La foi est offerte à tous, comme l’Evangile. Cela me fait penser à une parole de Jésus qui semble condamner l’intelligence, la sagesse, la culture. L’évangéliste Luc raconte que des villes telles que Chorazeïn, Bethsaïde et Capharnaüm, qui représentaient le fleuron de la culture sur son territoire, avait refusé la prédication de Jésus et jusqu’à sa présence. Aussi adressa-t-il à Dieu le Père cette prière, s’exclamant : « Je te bénis, Père, Seigneur du ciel et de la terre, d’avoir caché cela aux sages et aux intelligents et de l’avoir révélé aux tout-petits », autrement dit aux humbles, aux gens du peuple.
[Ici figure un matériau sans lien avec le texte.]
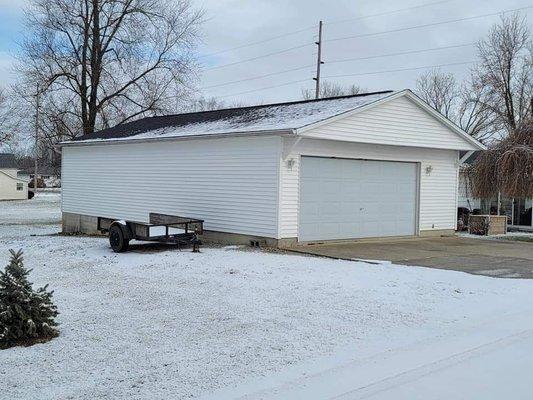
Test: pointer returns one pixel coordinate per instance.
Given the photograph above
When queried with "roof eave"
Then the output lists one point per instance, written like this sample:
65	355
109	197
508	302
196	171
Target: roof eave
130	140
408	93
Les savants et les sages sont ceux qui croient savoir, ceux qui croient posséder complètement la connaissance de la religion, ceux qui croient être devenus les maîtres et ne plus avoir besoin d’apprendre quoi que ce soit. Ailleurs, Jésus taxera ce genre d’attitude de « dureté de cœur ». Au contraire, ce sont les pauvres, les ignorants qui ont suivi Jésus, qui l’ont accueilli, qui ont cru en lui.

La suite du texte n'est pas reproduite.